Mumbai 7/11 Blasts: 20 Years On, Survivors Seek Justice and Closure
Twenty years after seven coordinated bomb blasts tore through Mumbai's Western Railway suburban trains on the evening of July 11, 2006, many survivors continue to bear the physical, emotional, and financial scars of that day. The attacks killed 187 people and injured 817.
Last year, the Bombay High Court acquitted all 12 men convicted by a special trial court, ruling that the prosecution had failed to prove guilt beyond reasonable doubt. Five of the accused had been sentenced to death and seven to life imprisonment in 2015; they were freed after nearly two decades in prison. The Maharashtra government has since challenged the acquittal in the Supreme Court.
For survivors, the acquittal reopened wounds. Many say they still receive inadequate long-term support despite permanent disabilities.
Chirag Arvind Chauhan, now 40, was a 20-year-old chartered accountancy student when the blast left him with a spinal cord injury, paralysing nearly 85% of his body below the chest. He spent two-and-a-half months in hospital and two years in physiotherapy before he could sit for long periods. 'Initially, even sitting upright would make me feel faint. Slowly, my body adapted,' he recalled.
Rather than dwell on loss, Chauhan chose to rebuild.
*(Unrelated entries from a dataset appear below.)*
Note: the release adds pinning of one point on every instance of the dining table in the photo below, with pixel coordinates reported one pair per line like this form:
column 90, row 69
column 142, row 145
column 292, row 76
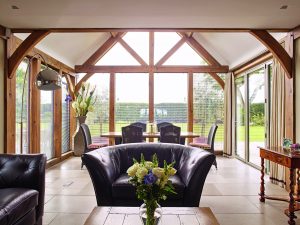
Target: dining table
column 150, row 135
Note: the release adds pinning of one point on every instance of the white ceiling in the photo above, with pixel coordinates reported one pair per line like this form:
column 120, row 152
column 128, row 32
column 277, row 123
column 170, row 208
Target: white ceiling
column 74, row 48
column 149, row 14
column 228, row 48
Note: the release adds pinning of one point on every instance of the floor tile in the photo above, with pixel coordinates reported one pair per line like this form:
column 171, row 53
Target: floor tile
column 231, row 192
column 71, row 204
column 69, row 219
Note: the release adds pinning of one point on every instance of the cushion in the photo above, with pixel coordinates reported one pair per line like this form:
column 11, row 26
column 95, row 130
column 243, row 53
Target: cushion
column 96, row 145
column 15, row 203
column 122, row 189
column 200, row 145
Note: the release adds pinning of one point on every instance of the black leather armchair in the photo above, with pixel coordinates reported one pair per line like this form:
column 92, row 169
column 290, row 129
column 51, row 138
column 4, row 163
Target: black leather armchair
column 107, row 168
column 22, row 189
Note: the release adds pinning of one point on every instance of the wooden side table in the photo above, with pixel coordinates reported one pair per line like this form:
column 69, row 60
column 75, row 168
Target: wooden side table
column 291, row 160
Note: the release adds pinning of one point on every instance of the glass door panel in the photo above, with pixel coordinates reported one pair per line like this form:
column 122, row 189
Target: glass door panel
column 256, row 99
column 240, row 123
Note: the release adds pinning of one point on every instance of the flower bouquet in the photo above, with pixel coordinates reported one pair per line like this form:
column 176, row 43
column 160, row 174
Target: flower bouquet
column 84, row 100
column 152, row 185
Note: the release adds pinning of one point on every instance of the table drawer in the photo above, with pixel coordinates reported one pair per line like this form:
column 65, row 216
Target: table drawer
column 277, row 158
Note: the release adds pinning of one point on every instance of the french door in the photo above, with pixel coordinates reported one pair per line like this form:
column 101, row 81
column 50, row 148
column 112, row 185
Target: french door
column 252, row 113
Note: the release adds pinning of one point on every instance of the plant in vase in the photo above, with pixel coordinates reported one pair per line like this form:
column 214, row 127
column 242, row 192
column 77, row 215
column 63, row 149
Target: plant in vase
column 152, row 185
column 84, row 100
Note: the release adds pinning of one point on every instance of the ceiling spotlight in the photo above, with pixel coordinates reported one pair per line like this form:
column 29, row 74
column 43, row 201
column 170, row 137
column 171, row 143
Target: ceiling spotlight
column 284, row 7
column 15, row 7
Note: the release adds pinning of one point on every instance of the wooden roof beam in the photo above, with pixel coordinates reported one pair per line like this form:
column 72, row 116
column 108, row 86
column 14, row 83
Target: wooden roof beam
column 206, row 55
column 132, row 52
column 155, row 69
column 84, row 79
column 277, row 50
column 128, row 29
column 201, row 50
column 171, row 51
column 103, row 49
column 28, row 44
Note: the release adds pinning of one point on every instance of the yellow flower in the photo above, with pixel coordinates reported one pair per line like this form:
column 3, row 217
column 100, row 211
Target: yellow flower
column 163, row 181
column 141, row 172
column 148, row 165
column 132, row 170
column 159, row 172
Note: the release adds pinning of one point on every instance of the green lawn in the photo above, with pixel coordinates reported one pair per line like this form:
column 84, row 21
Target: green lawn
column 256, row 133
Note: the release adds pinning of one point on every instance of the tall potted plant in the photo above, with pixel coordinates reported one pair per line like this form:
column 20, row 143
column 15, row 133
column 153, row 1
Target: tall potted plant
column 83, row 103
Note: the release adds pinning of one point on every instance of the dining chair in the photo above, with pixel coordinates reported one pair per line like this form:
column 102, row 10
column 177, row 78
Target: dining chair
column 162, row 124
column 170, row 134
column 132, row 134
column 140, row 124
column 87, row 139
column 209, row 145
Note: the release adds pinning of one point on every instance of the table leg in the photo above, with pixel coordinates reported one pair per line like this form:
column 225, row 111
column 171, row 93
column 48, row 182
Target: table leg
column 292, row 200
column 262, row 181
column 298, row 182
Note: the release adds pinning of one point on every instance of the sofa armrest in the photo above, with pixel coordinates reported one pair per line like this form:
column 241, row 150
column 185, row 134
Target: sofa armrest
column 104, row 170
column 25, row 171
column 193, row 169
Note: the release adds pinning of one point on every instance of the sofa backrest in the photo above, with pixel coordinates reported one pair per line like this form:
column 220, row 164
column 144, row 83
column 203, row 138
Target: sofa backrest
column 169, row 152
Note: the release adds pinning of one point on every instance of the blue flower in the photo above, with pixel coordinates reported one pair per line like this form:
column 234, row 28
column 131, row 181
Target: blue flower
column 68, row 98
column 150, row 178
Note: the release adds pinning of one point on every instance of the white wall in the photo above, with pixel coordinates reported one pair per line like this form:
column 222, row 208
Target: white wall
column 297, row 87
column 2, row 55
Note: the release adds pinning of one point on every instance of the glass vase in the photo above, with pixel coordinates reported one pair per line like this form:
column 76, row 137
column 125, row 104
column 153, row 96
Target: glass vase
column 150, row 213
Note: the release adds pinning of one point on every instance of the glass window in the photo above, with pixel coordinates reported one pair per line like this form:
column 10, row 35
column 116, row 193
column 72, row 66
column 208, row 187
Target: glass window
column 132, row 91
column 240, row 90
column 256, row 99
column 208, row 106
column 46, row 123
column 22, row 116
column 170, row 99
column 65, row 108
column 98, row 121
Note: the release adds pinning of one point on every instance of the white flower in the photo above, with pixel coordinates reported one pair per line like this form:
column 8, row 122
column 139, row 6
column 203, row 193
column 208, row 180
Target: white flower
column 132, row 170
column 164, row 181
column 75, row 105
column 91, row 108
column 159, row 172
column 141, row 172
column 148, row 165
column 82, row 105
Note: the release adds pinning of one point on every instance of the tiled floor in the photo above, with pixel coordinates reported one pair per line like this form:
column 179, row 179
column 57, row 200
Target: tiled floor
column 231, row 193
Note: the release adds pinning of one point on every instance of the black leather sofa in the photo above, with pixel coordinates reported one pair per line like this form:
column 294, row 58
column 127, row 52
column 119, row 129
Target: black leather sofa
column 107, row 168
column 22, row 189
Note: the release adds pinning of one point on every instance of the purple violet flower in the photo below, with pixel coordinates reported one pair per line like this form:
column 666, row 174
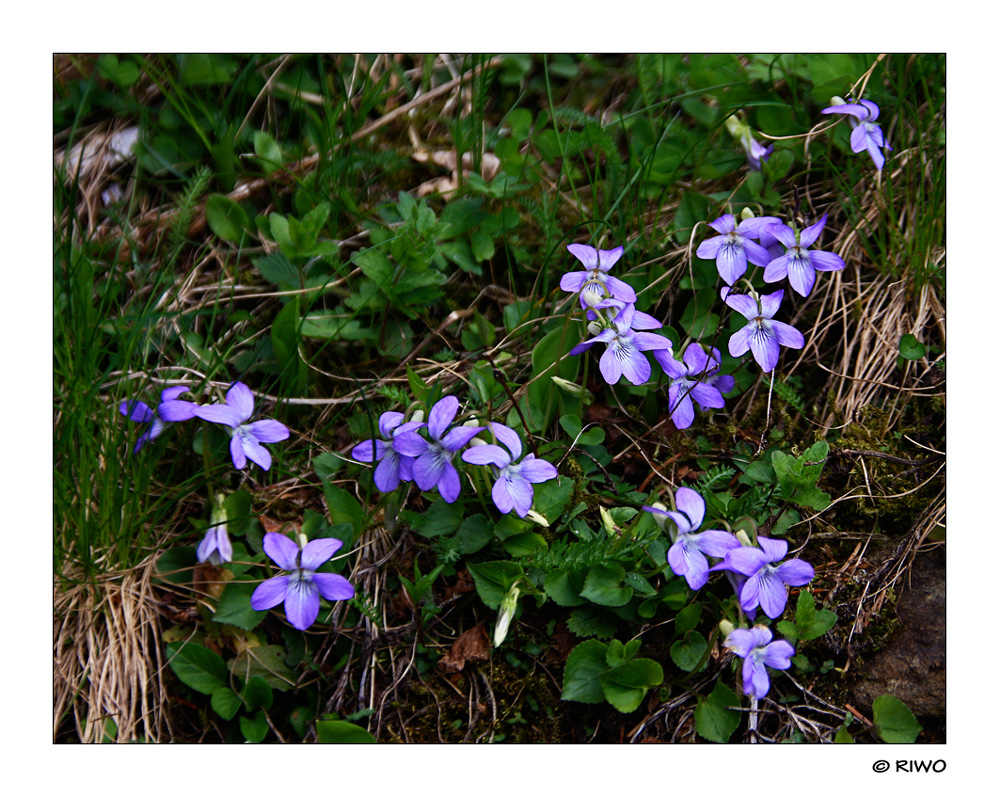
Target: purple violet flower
column 512, row 489
column 766, row 584
column 687, row 554
column 215, row 546
column 867, row 134
column 301, row 588
column 246, row 438
column 688, row 381
column 169, row 410
column 735, row 246
column 433, row 468
column 798, row 262
column 759, row 653
column 394, row 452
column 595, row 283
column 624, row 349
column 762, row 336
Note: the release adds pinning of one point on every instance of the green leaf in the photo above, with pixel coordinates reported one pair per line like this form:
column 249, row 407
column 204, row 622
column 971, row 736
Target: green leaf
column 254, row 729
column 494, row 579
column 198, row 667
column 543, row 397
column 225, row 703
column 474, row 533
column 234, row 607
column 603, row 586
column 524, row 544
column 267, row 150
column 687, row 619
column 698, row 319
column 713, row 720
column 894, row 721
column 759, row 471
column 809, row 622
column 626, row 685
column 582, row 674
column 334, row 732
column 911, row 348
column 344, row 509
column 687, row 653
column 326, row 465
column 257, row 694
column 227, row 218
column 267, row 662
column 564, row 587
column 591, row 621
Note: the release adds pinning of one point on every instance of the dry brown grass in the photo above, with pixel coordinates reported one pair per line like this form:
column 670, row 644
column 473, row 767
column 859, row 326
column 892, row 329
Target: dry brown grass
column 108, row 659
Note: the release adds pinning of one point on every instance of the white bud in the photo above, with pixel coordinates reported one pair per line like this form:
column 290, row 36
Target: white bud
column 507, row 609
column 537, row 518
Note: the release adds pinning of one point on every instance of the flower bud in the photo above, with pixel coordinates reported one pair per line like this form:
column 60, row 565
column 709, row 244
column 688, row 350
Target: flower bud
column 219, row 515
column 537, row 518
column 507, row 609
column 591, row 298
column 736, row 126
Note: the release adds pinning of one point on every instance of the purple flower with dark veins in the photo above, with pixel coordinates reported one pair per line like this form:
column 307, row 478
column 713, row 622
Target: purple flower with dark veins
column 301, row 588
column 799, row 262
column 759, row 653
column 687, row 554
column 595, row 283
column 394, row 452
column 246, row 437
column 765, row 586
column 215, row 547
column 762, row 336
column 512, row 489
column 867, row 134
column 736, row 245
column 688, row 383
column 433, row 468
column 624, row 349
column 169, row 410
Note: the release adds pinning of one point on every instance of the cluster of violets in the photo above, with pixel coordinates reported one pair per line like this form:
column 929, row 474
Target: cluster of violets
column 614, row 321
column 757, row 573
column 301, row 588
column 402, row 454
column 235, row 413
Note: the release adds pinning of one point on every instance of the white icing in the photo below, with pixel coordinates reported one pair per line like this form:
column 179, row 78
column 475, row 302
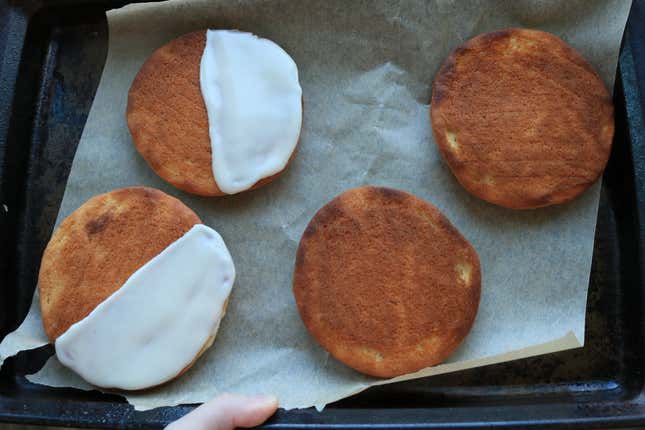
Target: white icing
column 254, row 103
column 157, row 322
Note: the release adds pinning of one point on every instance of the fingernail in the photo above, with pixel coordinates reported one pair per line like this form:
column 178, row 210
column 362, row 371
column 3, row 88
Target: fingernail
column 266, row 399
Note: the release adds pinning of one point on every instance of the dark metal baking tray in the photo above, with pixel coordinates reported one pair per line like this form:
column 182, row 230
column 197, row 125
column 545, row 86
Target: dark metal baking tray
column 52, row 54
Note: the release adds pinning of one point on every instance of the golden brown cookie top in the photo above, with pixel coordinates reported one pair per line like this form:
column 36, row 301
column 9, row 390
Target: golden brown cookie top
column 167, row 117
column 385, row 283
column 522, row 119
column 99, row 245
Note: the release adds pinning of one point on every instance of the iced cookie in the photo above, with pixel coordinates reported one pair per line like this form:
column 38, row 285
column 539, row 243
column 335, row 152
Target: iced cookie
column 216, row 112
column 132, row 288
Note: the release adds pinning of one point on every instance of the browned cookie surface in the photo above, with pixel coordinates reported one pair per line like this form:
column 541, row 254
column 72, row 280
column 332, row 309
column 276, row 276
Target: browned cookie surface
column 385, row 283
column 522, row 119
column 167, row 117
column 97, row 247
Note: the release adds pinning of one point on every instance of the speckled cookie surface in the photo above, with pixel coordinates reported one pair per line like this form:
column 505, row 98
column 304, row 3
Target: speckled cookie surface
column 385, row 283
column 522, row 119
column 99, row 245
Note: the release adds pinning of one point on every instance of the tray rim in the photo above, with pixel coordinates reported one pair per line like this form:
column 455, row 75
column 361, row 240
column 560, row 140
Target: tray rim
column 553, row 415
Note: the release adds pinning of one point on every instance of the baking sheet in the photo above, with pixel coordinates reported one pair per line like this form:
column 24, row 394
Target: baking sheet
column 366, row 70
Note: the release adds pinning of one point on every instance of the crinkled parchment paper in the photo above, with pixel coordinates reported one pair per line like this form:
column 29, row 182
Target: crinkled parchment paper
column 366, row 69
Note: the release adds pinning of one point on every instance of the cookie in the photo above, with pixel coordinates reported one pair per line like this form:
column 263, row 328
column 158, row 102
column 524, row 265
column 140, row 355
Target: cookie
column 169, row 122
column 385, row 283
column 100, row 245
column 522, row 119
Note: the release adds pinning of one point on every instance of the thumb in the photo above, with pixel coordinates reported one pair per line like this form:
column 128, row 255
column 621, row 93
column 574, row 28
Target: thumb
column 226, row 412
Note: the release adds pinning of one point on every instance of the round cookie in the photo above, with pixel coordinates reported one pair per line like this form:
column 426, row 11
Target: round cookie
column 168, row 121
column 522, row 119
column 385, row 283
column 99, row 245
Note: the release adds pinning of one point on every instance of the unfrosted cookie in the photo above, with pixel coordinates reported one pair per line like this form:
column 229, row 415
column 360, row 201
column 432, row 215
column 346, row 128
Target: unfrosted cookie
column 385, row 283
column 522, row 119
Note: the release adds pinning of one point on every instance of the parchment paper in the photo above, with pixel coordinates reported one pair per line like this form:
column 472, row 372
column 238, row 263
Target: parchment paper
column 366, row 69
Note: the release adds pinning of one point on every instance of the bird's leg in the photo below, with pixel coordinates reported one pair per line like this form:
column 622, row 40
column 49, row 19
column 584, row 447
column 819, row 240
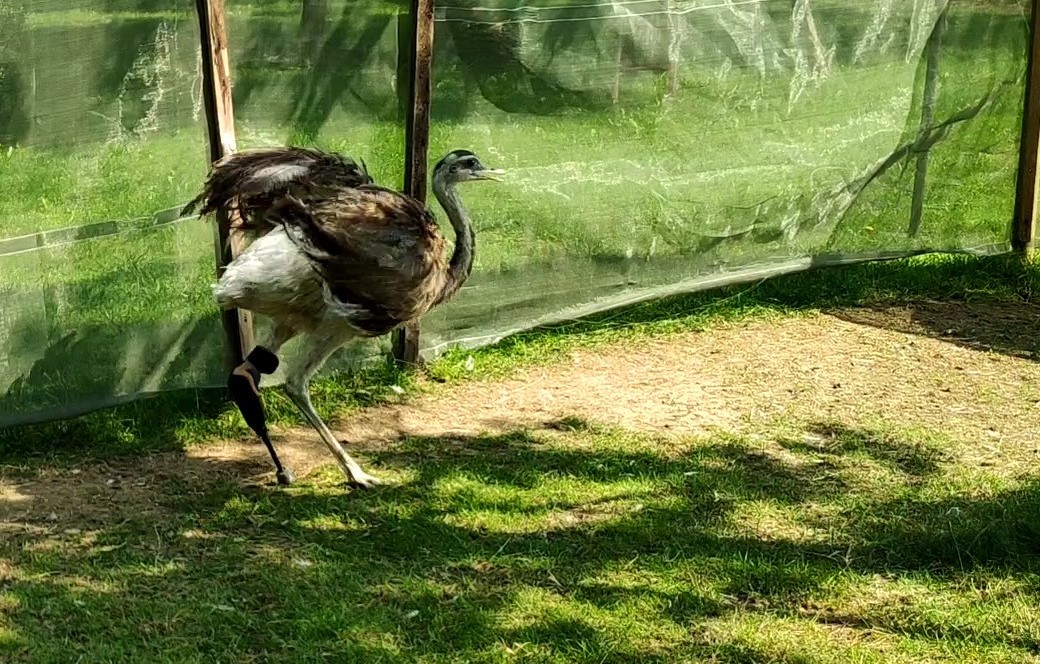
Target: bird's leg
column 243, row 383
column 318, row 349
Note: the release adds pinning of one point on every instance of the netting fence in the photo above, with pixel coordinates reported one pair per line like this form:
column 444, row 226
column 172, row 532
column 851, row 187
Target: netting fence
column 652, row 147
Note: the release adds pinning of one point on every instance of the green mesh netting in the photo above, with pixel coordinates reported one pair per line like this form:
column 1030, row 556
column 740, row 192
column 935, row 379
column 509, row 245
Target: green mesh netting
column 653, row 146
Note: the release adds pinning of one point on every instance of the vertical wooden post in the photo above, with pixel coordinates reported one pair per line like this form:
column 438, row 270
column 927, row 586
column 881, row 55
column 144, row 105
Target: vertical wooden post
column 1023, row 233
column 929, row 100
column 406, row 340
column 221, row 123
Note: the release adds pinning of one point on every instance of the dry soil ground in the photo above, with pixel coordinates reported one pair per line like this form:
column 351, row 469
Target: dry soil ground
column 965, row 369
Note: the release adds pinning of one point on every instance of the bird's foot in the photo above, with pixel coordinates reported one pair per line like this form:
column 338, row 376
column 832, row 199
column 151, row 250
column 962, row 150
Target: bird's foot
column 362, row 480
column 285, row 477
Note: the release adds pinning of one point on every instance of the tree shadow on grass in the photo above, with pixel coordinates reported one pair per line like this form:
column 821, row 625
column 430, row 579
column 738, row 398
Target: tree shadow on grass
column 470, row 555
column 1008, row 328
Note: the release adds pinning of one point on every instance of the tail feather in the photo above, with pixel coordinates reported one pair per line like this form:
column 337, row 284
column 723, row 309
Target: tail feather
column 252, row 180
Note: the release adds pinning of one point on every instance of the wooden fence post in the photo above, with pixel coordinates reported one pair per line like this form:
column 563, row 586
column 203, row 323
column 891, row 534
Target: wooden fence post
column 406, row 340
column 1023, row 233
column 221, row 123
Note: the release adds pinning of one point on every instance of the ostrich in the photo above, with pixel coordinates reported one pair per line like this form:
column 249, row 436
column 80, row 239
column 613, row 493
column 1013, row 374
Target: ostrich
column 336, row 256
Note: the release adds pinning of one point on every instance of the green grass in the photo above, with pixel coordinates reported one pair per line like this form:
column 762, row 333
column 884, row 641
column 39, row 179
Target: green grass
column 572, row 543
column 601, row 201
column 569, row 543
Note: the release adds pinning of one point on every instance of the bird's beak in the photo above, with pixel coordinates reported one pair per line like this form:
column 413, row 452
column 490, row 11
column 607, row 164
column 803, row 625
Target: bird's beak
column 490, row 174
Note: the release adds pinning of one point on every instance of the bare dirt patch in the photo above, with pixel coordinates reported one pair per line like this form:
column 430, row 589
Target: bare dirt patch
column 962, row 369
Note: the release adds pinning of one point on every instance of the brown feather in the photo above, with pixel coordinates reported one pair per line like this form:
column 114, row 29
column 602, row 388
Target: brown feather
column 378, row 250
column 253, row 180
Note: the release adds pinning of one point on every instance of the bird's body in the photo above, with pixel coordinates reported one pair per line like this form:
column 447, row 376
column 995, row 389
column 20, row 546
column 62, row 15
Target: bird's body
column 335, row 256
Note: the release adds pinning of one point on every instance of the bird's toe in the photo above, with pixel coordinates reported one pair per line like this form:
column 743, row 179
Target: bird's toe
column 285, row 477
column 364, row 481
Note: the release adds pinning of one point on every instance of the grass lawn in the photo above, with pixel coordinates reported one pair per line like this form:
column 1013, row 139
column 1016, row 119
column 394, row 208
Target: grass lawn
column 602, row 202
column 802, row 478
column 894, row 522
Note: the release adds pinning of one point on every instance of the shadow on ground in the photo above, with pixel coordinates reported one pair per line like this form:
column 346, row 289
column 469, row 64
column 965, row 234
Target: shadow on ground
column 1009, row 328
column 533, row 537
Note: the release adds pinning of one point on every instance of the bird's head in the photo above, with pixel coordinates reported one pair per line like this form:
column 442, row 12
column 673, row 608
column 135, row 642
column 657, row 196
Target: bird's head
column 463, row 166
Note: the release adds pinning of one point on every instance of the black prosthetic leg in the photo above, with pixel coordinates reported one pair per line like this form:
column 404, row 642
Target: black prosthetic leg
column 243, row 383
He completed his CA, founded his own practice in 2012, earned an LLB, and learned to drive a hand-controlled car, covering over 1.5 lakh kilometres across India. 'I don't let the wheelchair define me,' he said.
But the question of justice lingers. 'When the acquittal came last year, we were all upset because justice had not been delivered. We still don't know who actually carried out the blasts,' Chauhan said. 'Maybe the real accused are still roaming free.'
He demanded that the actual culprits be punished according to the law. 'The loss has already happened... It has taken two decades just to reach a point where we still cannot answer the most basic question: who did this?'
As the 20th anniversary passes, survivors continue to wait for closure and accountability, while the legal process remains unresolved.